BY Automation Machine
Headquartered in Winston-Salem, North Carolina, TW Garner Food Company is famous for its Texas Pete® Hot Sauce, the #3 brand of hot sauce in the United States. Founded in 1929 as a maker of barbecue sauce, the company now sells a full line of hot sauces, wing sauces, and seafood sauce under the Texas Pete® brand, as well as CHA! by Texas Pete® sriracha sauce, and salsa and tortilla strips under the Green Mountain Gringo® brand. TW products are sold in supermarkets, military commissaries, convenience stores, and restaurants throughout the United States. The company is now in its fourth generation of family ownership.

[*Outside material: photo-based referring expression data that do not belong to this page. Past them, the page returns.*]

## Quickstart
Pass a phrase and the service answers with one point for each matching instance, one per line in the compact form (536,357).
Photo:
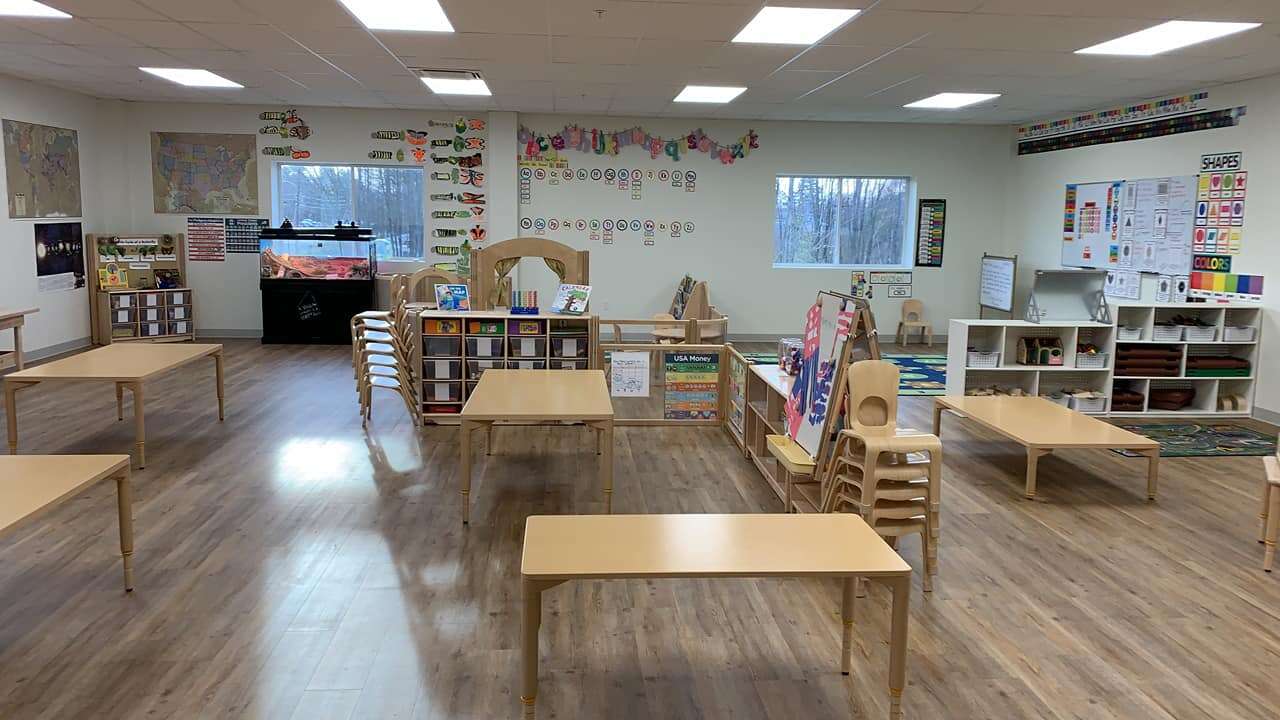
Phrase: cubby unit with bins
(972,367)
(456,349)
(1216,358)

REDESIGNING A BOTTLE ISN’T SO SIMPLE
TW Garner has always been open to feedback from their customers. One improvement that had been on their radar for some time was to enlarge the opening on all bottle sizes (6 oz., 12 oz., 32 oz.) to a 28mm opening so the product flowed out faster, something their customers in the culinary industry had been requesting for a while.
This format change, though, required new equipment. TW Garner had just expanded outside their current facility for storage and distribution, so they were not keen on requiring more space for new equipment. At the same time, they wanted to expand their capacity: fill more bottles but not require extra space. Eddie Martin, Controls Engineer and Automation Specialist at TW Garner, also desired increased automation, because the company had reached their automation threshold.

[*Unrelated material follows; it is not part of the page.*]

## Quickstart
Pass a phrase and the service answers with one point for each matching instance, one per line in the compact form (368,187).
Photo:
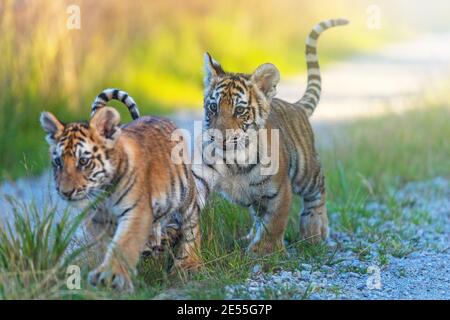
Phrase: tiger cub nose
(67,194)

That list of challenges was already tough to overcome, but there was one more: TW Garner didn’t have the new bottles yet, a requirement for designing new production line equipment.

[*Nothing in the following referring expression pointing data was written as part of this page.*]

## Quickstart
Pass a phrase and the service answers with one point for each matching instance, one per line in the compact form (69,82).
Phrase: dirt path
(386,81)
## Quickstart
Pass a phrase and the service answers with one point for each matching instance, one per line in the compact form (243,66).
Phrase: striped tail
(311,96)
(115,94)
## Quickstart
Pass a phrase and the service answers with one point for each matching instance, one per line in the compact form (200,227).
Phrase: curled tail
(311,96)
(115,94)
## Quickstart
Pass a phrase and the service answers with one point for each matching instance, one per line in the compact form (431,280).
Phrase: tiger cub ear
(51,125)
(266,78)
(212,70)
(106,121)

“That is not the way you want to do a project,” Gerald Lambert, Executive VP for Operations, says.
NO BOTTLES? NO PROBLEM
The Project Manager for Premier Tech Chronos took this all in stride, so much so, in fact, that Lambert didn’t feel like he was shouldering the entire project himself.
Despite the lack of a physical product (the bottles didn’t arrive until two or three months into the development phase), Premier Tech Chronos used drawings and concepts TW Garner had provided to design the equipment.
As a starting point, one palletizer was installed on a small packaging line. “That went over really well,” says Lambert, “with minimal issues. The technology was easy to work with.”After the success of the first robot, TW Garner installed four more on a different line: two robotic depalletizers, one robotic tray packer, and one robotic palletizer.